The regulatory chaos reflects deeper market confusion about what climate investing actually means. When governments eliminate environmental laws and consumers grow skeptical of sustainability claims, even legitimate climate companies face credibility issues by association. Jordanova's experience illustrates how external market forces can overwhelm internal execution, regardless of product quality or team strength. This volatility explains why climate startups now face much higher bars for demonstrating real impact and sustainable business models.
But Jordanova reserves her sharpest criticism for how the funding ecosystem treats visible female founders. Her organic rise to prominence, speaking at conferences and building thought leadership without paying for placement, backfired spectacularly with investors. "The visibility that we had as a company, which was absolutely organic. We never paid for a single speech that I had given, never paid for a single participation in a conference, beat me back and beat the company back by investors thinking that I'm a male female founder LinkedIn influencer," she reveals. The irony is stark: building genuine expertise and sharing it publicly, exactly what investors claim to want from founders, becomes a liability when you're a woman.
This bias compounds the already dismal funding statistics for diverse teams. Mixed-gender founding teams raised only 7% of venture capital, according to data Jordanova cites. The math here is brutal, female founders already face systemic disadvantages, and climate tech's increased scrutiny adds another layer of difficulty.

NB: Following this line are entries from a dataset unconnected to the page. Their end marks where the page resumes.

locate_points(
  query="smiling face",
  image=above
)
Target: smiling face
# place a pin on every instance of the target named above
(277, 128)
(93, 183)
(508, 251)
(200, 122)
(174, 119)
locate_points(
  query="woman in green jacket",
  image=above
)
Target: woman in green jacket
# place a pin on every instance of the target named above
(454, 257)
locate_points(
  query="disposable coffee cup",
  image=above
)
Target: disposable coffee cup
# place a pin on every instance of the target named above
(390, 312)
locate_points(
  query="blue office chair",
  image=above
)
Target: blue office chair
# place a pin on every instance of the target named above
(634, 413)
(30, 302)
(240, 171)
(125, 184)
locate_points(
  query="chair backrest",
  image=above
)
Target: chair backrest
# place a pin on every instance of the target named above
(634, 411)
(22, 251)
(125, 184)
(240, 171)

When investors can dismiss substance as self-promotion, promising companies lose access to capital they need to scale climate solutions.
The combination of regulatory uncertainty and funding bias creates a perfect storm for climate companies led by women. They must navigate markets where the rules change constantly while convincing investors who may view their visibility as evidence against their seriousness. Jordanova's experience suggests that even successful climate entrepreneurs face punishment for the very activities that should demonstrate their market understanding and leadership capabilities.
What emerges from this conversation is a climate tech ecosystem in transition. The early enthusiasm has been replaced by hard questions about unit economics and regulatory stability. Companies that survive this shakeout will likely be stronger, but the process is eliminating promising solutions alongside obvious failures. For investors, this means developing better frameworks for evaluating climate companies beyond surface-level metrics. For founders, particularly women, it means building businesses robust enough to withstand both market volatility and systemic bias.
The climate crisis hasn't gone away while the investment climate cooled. If anything, the urgency has increased while the available capital has decreased. Jordanova's message is clear: the companies building real climate solutions need support now more than ever, even if that support looks different than the early flood of climate-themed venture capital. The founders who understand this new reality, and build accordingly, will define the next phase of climate innovation.